Earlier this year, our Intro to Leadership teachers put together a very well attended Recognition Breakfast for our staff and students. Each staff member could invite one student who they felt was deserving of the honor. I left the criteria somewhat vague, although I did push for the students who may not always be selected and recognized by their peers and school for their positive efforts. We called it the Pawsitive Breakfast; after all, we are the Union Tigers.
This past weekend, I received a very timely and warm email from a parent where I was reminded of why we make these extra efforts to give every student a chance to be recognized. Despite amazing efforts by our staff in and out of the classrooms to support all students, there are always more opportunities to recognize those students who often fly slightly under the radar at our schools.
Here is the email:
Last night at the dinner table (our student) enthusiastically shared with us what he is learning in Journalism. It seems he's quite passionate about Photo Shop. The fact is, it's the first time we have heard him excited about anything school related!
You see, (our student) loves beauty and he loves design. He's probably the only (middle school) boy I know who snaps pictures of everything he sees as breathtaking. Clouds, trees, anything outdoors.
He's also gifted verbally and has quite a knack for arguing. He's extremely empathetic towards people and animals. He has trouble sleeping if we passed a homeless person without giving him food from our car supply of goods. He's a negotiator - not just for personal gain - but loves to help resolve conflicts between people. His infectious enthusiasm and leadership is a delight to many. Enduring, overcoming and continuing to battle the anxiety he has endured has taken more resolve than most adults would be able to handle.
Sadly there's no award for those things at school. Instead he continues to compare himself to his sister and friends who happen have strengths in math, science and language arts, the subjects regarded as markers of intelligence and a prosperous future in our school system.
This article really struck a chord with me. This is more of an observation than an actual request for anything.
Please note as well that in my gut I believe that you are doing everything, within your restricted system, to discover and celebrate the various gifts of all of your students. I'm like (my student), or maybe (my student) is like me, always rooting for the underdog, gravitating towards the students who are quiet, awkward, not so popular in this culture. Recently he's stood up twice for kids who were made fun of - a boy with a back brace and a lonely boy who sits by the gym everyday.
As a parent, this carries more weight to me than the good grade. I'm confident (my student) will find his way and we will encourage and support him on his journey that will probably not be "traditional". If I could wave a magic wand, I just wish the school, in general, was a place where all teachers and staff celebrated and recognized the quiet gifts of the other half.
Thank you for recognizing and taking action when you let (our student) pick an elective. You have always been his advocate and gone above and beyond for him. You are great at what you do.
Have a great weekend.
What this parent did not know is that I tested out Google Forms with my staff last Wednesday. One of the questions on the Google Form was "what student has impressed you the most this year?" As I scrolled through all of the responses, I was impressed that the above parent's son was mentioned by a staff member as having impressed them the most throughout the year. Truthfully, he is a worthy candidate. We do have staff members who recognize these students; the goal is to make sure our students hear our voices of support and approval.
All of our students have strengths. They are all "gifted & talented" whether it be socially, athletically, academically, emotionally, or otherwise. Sometimes, the focus in middle school is solely on academics; other times, especially in our high schools, our athletes receive a disproportionate amount of attention and recognition. The strong push to being academically college ready ignores the skills our students will need when they're at college, living alone, and interacting with other 18-22 year-old student of varied backgrounds.
Thus, my goal: let's find ways to realize the awesomeness in all of our students.
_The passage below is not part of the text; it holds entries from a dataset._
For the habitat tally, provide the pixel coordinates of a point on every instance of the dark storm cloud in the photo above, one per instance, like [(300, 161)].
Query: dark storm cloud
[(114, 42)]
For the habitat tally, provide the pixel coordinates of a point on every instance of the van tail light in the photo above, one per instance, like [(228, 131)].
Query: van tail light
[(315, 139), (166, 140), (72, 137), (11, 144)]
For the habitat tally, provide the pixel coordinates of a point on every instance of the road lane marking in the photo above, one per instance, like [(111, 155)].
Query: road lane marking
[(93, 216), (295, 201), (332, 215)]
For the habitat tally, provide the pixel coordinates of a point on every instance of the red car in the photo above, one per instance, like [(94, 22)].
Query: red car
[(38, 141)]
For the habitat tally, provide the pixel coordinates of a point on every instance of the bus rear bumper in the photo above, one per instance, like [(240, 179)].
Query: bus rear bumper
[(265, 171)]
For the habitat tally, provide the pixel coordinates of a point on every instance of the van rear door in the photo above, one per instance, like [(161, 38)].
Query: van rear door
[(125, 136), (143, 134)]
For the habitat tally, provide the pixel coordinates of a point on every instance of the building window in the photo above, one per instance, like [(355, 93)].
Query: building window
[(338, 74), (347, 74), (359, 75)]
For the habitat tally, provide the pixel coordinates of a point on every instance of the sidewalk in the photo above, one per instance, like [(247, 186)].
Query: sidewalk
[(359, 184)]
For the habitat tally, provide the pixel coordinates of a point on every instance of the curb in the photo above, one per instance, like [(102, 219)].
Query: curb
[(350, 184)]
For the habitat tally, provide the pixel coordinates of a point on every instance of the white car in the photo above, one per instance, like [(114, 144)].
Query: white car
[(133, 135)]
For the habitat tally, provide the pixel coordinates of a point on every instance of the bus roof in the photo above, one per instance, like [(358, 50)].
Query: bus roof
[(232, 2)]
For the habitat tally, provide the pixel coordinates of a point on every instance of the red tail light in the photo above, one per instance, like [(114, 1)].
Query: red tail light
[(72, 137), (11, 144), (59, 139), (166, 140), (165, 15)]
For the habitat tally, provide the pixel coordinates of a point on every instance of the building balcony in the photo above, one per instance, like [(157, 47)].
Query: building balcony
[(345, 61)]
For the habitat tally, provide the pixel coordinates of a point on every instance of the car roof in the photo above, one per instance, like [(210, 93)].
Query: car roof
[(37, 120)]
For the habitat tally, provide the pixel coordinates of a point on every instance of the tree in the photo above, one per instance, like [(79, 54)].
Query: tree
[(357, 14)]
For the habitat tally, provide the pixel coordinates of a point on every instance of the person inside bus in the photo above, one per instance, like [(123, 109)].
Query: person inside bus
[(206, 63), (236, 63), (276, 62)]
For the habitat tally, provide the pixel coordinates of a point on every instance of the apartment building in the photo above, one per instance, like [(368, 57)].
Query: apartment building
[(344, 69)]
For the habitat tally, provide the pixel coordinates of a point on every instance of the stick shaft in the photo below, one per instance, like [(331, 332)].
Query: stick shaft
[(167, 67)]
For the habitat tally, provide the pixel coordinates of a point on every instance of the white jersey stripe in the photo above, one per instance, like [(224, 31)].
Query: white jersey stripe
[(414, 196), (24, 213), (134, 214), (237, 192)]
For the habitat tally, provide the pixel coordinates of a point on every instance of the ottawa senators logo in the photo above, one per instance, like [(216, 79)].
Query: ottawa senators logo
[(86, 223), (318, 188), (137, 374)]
Yes, the education setting can be a "restrictive system" at times, but this doesn't mean we can't create opportunities to celebrate and recognize the varied gifts of all our students. Build a master schedule that includes electives like Journalism where all students can be successful. Don't wait for the next Pawsitive Assembly to celebrate the gifts of your students, whether it be singing, sharing, or even Photoshop. I guarantee that you will be impressed.